Napoli

Ci si capisce poco di questo campionato, anche Antonio de Curtis, in arte Totò, avrebbe dovuto arrendersi a questa evidenza. La somma non fa il totale, mai come nel calcio, mai come in questo campionato di Serie A. Eccetto l'Inter che, pure con qualche piccolo inciampo, peraltro senza particolari danni collaterali, va a gonfie vele, le altre fanno più piangere che ridere, compresa la osannata Juventus, che "trionfa" di stramacchio in due partite giocate "ma male male male", facendo della Fiorentina uno squadrone di poco inferiore al Real Madrid di quest'anno (per la verità c'erano riusciti benissimo anche gli azzurri) e dello stramazzato Cagliari - quart'ultimo con una partita in più - una regina di prima grandezza da cui salvarsi (anche qui) per il rotto della cuffia.
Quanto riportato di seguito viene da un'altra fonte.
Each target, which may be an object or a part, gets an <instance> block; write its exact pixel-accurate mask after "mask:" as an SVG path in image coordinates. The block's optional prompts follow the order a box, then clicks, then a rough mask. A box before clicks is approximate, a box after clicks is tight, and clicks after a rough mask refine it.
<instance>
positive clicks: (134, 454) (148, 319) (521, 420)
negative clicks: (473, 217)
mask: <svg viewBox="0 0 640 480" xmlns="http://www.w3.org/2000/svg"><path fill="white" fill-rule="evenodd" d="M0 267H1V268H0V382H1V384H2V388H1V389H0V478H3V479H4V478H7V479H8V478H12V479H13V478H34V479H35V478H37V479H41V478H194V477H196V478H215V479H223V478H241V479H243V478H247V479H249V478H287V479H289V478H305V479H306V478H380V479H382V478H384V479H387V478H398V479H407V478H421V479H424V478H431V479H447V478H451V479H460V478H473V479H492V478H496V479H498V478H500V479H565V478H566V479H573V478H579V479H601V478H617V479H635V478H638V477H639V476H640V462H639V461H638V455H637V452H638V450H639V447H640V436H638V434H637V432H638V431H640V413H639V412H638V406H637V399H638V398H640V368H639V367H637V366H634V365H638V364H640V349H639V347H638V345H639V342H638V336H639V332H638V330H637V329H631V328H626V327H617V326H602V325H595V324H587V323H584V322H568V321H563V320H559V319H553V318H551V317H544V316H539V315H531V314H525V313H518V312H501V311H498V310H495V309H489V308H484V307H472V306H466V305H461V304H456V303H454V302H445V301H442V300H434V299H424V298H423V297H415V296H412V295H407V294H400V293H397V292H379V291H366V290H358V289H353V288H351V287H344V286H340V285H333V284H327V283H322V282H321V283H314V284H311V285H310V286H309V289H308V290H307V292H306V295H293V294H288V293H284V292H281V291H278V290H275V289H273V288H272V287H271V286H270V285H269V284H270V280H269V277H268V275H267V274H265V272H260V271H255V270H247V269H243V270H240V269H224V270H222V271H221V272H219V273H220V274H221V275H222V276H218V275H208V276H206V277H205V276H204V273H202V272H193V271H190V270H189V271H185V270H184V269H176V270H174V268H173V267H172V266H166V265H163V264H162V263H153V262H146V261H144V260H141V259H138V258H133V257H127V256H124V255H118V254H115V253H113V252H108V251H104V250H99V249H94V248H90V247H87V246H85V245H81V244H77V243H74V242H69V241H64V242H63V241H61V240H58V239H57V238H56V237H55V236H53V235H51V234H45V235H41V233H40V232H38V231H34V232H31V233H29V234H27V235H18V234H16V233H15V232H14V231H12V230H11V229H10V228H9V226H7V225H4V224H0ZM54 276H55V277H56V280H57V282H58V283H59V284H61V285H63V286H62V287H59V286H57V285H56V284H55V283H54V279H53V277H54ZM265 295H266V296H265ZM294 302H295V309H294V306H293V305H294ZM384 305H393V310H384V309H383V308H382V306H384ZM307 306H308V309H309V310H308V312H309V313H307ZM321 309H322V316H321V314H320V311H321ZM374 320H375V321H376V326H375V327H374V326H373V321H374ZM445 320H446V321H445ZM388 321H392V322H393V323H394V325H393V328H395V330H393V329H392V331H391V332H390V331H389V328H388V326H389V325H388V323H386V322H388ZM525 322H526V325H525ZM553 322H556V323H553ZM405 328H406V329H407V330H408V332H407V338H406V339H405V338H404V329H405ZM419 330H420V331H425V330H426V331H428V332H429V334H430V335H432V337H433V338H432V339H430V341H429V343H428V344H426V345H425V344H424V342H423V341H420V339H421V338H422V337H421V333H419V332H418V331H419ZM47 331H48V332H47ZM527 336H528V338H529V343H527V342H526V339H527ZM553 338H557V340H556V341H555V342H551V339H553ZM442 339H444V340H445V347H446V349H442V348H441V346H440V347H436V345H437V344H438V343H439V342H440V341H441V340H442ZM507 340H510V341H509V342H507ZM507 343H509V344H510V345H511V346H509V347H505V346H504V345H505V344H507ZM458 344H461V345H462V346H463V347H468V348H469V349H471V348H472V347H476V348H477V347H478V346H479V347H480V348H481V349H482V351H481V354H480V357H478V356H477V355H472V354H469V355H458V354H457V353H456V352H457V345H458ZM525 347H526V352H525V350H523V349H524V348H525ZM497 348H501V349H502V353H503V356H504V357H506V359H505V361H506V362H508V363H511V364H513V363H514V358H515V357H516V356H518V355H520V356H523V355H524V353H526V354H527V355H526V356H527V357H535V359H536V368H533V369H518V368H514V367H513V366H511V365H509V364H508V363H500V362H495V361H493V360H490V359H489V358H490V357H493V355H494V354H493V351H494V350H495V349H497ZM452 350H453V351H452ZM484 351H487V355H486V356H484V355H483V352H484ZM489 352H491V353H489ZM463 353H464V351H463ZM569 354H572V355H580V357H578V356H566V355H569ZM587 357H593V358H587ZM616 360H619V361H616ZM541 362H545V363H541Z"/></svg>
Del Napoli odierno - l'ho detto e lo ripeto - penso tutto il male possibile, che, meramente in termini di punti, aspirasse a rappresentare la terza forza del campionato o meno. Non lo era né sul piano del gioco né su quello dei valori sportivi ed etici. Essì, sembra strano a dirsi, ma da queste parti teniamo ancora ai comportamenti degli uomini e alle loro parole non vane, che coloro che le pronunciano tirino calci a un pallone o salgano su uno scanno ad aizzare folle affamate e oppresse. Una volta qui c'erano Diego Armando Maradona - il masochista che poteva giocare fino a 50 anni su una gamba sola, la sinistra, ma che per fragilità, boria, passione, guasconeria, amore per la vita e per le sue rese incondizionate fece del male solo a sé stesso - e Luciano Spalletti - il filosofo epicureo, capace di vivere in branda come un soldato spartano e raccontare verità imperscrutabili - a fare da collanti in un mondo diseguale e disunito, ma anche capace di creare e trasmettere un calore unico e irripetibile a chi rincorre un pallone e a chi lo rende disponibile, un fuoco più avvolgente e obliante del paradiso dantesco, più maledetto e imperituro dell'inferno di Plutone. Questa cosmica combinazione, che cambia puntuale il destino di tutti, rendendo ogni momento impareggiabile, ci impedisce di accontentarci, di farci pecora quando siamo nati solo e per sempre leoni, a costo di estinguerci. Nessuno lenisca le nostre ferite con l'unguento del "mutamento necessario", nessuno si arroghi il diritto di spiegarci il calcio, le sue storture e le sue contraddizioni, nessuno ci chieda di avere buonsenso o pazienza. A me, e a molti come me, non importa "vincere a tutti i costi", per noi conta di più il sogno epico di un ragazzo ribelle e il suo inestinguibile "pensiero felice".